When EIPA was used as a pre-treatment before the administration of gemcitabine, the chemotherapy was far more effective. The researchers noted not only a reduction in the primary tumor size but also a decrease in micrometastases—tiny clusters of cancer cells that had spread to the lungs.

Supporting Data and Statistical Significance

The data presented in Cancer Cell underscores the critical nature of these findings. Pancreatic cancer remains the third leading cause of cancer-related deaths in the United States, despite accounting for only about 3% of all cancer cases. The five-year survival rate for PDAC remains stubbornly low, hovering around 12-13%, largely because the disease is often diagnosed at an advanced stage and is resistant to standard therapies.

The study’s data indicated that:

• Fibrosis Reduction: Collagen density was reduced by nearly 40% in models where macropinocytosis was inhibited.
• Immune Infiltration: The presence of tumor-infiltrating lymphocytes (TILs) increased three-fold in the "reprogrammed" microenvironments.
• Vascular Efficiency: Blood vessel diameter increased, leading to a measurable uptick in the concentration of chemotherapy agents found within the tumor core.

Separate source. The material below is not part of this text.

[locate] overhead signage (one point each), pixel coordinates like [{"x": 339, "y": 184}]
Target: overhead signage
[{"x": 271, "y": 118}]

Broader Implications and Future Outlook

The implications of this research extend beyond pancreatic cancer. Many other aggressive "solid" tumors, such as certain types of lung and colon cancers, are known to utilize macropinocytosis and possess dense, fibrotic microenvironments. The strategy of "reprogramming" the TME by targeting metabolic pathways could theoretically be applied to a wide range of recalcitrant malignancies.

Industry experts and oncologists not involved in the study have reacted with cautious optimism. The transition from mouse models to human clinical trials is a notoriously difficult "valley of death" in drug development. However, the use of EIPA—a derivative of a drug already used for other medical purposes—suggests a potential path for the development of safe, human-compatible macropinocytosis inhibitors.

"We believe this is a very promising strategy to pursue for developing combination therapies," Dr. Commisso stated. The focus now shifts to identifying more specific and potent inhibitors that can be safely administered to humans.

The research also highlights a shift in how scientists think about "starving" cancer. Rather than just trying to cut off a single nutrient, this approach forces the tumor’s own support system to change its fundamental nature, turning a defensive wall into a doorway for treatment.

Conclusion

The study by Sanford Burnham Prebys provides a compelling argument for the importance of metabolic research in the fight against cancer. By understanding the "scavenging" habits of cancer-associated fibroblasts, researchers have found a way to dismantle the physical and immunological barriers that make pancreatic cancer so deadly.

As the medical community continues to seek ways to improve the dismal survival rates associated with PDAC, the ability to reshape the tumor microenvironment offers a beacon of hope. The next steps will involve refining these inhibitors and moving toward clinical trials, with the ultimate goal of turning one of the world’s most aggressive cancers into a manageable, treatable condition. This research was supported by the National Institutes of Health and the National Cancer Institute, reflecting a broad institutional commitment to solving the complexities of the tumor microenvironment.